Death Waits II The Writers
The second in the Death Waits duo, Death Waits II: The Writers features songs inspired by the lives and works of Emily Dickinson, Haruki Murakami, Isaac Babel, Samuel Beckett, Sylvia Plath, James Joyce, Dante, Paul Bowles, Seamus Heaney, and Albert Camus.
(Digital Version)
Emily Dickinson - Death Waits II
“Because I could not stop for Death —”
“He kindly stopped for me — ”
The words send a shiver down one’s spine. Emily Dickinson wrote without an audience (for the most part), without — much — encouragement, without limit, and without censor. Most of what she wrote languished unseen until after her death. She captured the mundane and soaring impressions of a quiet life in Amherst, Massachusetts, with an eye and voice that let them sparkle darkly.

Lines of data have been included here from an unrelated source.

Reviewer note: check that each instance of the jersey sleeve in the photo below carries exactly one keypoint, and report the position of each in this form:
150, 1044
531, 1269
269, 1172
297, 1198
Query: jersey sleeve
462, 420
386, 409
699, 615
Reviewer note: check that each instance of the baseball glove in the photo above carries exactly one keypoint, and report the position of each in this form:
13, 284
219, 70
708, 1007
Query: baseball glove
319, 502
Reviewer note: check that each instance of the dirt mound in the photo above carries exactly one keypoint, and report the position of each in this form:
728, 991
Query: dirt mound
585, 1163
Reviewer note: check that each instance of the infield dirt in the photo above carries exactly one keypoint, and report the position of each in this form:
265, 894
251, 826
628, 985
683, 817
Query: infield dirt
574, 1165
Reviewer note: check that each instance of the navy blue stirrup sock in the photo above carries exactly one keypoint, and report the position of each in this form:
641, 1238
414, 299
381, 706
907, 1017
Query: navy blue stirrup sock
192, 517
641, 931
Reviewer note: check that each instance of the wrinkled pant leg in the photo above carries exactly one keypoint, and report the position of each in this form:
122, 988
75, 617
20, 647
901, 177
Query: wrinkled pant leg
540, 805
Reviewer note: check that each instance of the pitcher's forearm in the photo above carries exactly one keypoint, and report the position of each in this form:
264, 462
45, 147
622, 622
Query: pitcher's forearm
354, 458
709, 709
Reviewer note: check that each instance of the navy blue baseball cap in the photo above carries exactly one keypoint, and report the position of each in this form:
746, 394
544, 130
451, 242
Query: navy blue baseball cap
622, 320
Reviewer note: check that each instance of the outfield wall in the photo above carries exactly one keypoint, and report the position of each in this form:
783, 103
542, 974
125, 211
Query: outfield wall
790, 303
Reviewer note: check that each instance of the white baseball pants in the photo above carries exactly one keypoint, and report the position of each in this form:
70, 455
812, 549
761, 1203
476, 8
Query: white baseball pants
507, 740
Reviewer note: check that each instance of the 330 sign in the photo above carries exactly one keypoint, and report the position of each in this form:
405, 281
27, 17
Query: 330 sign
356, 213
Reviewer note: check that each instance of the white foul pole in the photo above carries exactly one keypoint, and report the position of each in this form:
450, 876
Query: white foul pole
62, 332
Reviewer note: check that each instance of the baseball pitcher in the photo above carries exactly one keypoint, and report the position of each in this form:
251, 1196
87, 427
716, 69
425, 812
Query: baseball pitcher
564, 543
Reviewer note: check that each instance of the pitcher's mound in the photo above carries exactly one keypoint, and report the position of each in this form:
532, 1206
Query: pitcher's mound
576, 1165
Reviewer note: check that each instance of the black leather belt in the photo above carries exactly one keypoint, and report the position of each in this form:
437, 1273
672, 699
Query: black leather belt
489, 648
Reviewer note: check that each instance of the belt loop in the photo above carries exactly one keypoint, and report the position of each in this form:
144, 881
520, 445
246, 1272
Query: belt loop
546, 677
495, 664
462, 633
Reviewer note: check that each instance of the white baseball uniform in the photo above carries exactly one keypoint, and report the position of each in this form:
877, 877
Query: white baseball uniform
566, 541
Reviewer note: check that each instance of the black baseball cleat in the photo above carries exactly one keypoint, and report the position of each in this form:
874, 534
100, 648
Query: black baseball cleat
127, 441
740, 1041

Death Waits II draws from her life and her poems “Because I could not stop for Death,” and “A Route of Evanescence.”
Haruki Murakami - A Poor Aunt
Runner, swimmer, music lover, cafe proprietor, and inhabitor of imaginary worlds that crowd out reality, Haruki Murakami’s prose seems straightforward enough at first. But as with spaghetti we quickly find that it eludes our attempts to tame it with the fork of our intellect. Murakami is not a product of the modern age, the modern age is a product of Murakami. We read him to find out who we are, or, at least, who we might be.
“I didn’t even have / A poor aunt of my own.
Huh, like lines from a song.”
— from “A ‘Poor Aunt’ Story” by Haruki Murakami
Isaac Babel - My First Goose
Isaac Babel wrote of death, despair and brutality with a tender and lurid vigor that leaves us spellbound and repelled by the acts of man. A gentle, bespectacled intellectual, he followed the advice of his mentor, Gorky, and went out to learn to write by experiencing life. Babel joined the notorious Cossack army during the Polish-Soviet war of 1920.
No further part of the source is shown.